X-MEN

 

(DI Bryan Singer – USA ; 2000)

 

Le mutazioni genetiche: una paura presente, soprattutto in un periodo come questo, in cui l’ingegneria genetica è al centro, spesso, di discussioni che spaziano dalla tecnica alla morale.

Immaginarsi un mondo di esseri mutati, capaci di dominare il pianeta, è qualcosa di non nuovo. Diversi l’ hanno provato a fare, immaginando una razza di persone create dall’uomo per i propri scopi e, magari, poi a lui rivoltatasi.

Ma, forse, può essere anche l’evoluzione stessa, anche aiutata da qualche causa esterna ma ignota, ad aver creato questi esseri, accelerando cambiamenti che, di solito, possono richiedere centinaia di millenni.

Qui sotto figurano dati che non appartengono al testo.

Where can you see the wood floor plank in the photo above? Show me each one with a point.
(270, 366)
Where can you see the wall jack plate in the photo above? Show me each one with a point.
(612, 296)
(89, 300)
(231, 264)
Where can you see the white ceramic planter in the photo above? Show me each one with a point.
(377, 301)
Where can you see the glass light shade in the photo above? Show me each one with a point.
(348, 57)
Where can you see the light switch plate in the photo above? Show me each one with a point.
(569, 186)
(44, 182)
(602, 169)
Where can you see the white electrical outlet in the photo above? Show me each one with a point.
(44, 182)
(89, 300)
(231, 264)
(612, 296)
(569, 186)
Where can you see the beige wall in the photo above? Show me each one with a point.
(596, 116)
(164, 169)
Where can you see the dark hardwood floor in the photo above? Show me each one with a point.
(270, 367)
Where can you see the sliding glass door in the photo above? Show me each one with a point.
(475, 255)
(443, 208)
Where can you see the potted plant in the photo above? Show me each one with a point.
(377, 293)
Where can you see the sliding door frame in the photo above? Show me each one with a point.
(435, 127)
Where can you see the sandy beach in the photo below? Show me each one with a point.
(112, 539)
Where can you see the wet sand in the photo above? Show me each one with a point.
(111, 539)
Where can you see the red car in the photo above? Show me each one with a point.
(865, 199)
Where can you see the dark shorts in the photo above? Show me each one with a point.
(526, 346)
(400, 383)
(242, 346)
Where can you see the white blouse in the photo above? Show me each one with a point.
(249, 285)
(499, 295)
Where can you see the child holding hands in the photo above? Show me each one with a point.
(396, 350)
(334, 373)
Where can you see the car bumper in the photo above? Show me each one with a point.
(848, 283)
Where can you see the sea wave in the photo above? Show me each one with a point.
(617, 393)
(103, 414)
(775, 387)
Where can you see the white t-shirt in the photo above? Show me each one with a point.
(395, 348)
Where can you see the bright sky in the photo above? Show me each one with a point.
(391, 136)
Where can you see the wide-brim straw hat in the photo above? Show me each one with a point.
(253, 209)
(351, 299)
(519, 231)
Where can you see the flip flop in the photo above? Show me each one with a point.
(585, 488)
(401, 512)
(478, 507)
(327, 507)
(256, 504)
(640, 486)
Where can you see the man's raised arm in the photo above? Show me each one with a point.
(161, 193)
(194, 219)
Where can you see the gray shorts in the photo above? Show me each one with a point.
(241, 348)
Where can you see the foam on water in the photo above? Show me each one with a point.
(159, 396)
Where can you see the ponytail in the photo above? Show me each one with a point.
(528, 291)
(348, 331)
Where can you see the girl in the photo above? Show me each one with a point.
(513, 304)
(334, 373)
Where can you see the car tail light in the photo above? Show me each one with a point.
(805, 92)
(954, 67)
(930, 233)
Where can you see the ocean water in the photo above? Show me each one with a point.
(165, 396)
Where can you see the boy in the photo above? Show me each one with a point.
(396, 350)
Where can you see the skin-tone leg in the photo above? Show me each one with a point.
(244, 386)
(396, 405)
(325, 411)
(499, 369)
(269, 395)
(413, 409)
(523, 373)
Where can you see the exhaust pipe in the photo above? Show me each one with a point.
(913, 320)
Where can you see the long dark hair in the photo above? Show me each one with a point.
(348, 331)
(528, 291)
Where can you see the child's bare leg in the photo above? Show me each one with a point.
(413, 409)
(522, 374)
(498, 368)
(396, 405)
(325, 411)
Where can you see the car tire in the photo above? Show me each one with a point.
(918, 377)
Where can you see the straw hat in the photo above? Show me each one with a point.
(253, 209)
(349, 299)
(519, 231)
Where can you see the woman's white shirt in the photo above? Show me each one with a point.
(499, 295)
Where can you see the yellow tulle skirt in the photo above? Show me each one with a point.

Il caso descritto da Bryan Singer appare essere di questo tipo. Siamo nel futuro, un futuro non distante da noi. Una razza di “mutati” è apparsa sul pianeta, per cause ancora non ben del tutto chiare (forse uno scherzo dell’evoluzione, forse l’effetto di qualche esperimento che non ha dato i frutti sperati: il regista non lo fa capire). Questi esseri hanno poteri soprannaturali, quali volare, passare attraverso i muri e via dicendo. La loro convivenza con gli umani sembra problematica.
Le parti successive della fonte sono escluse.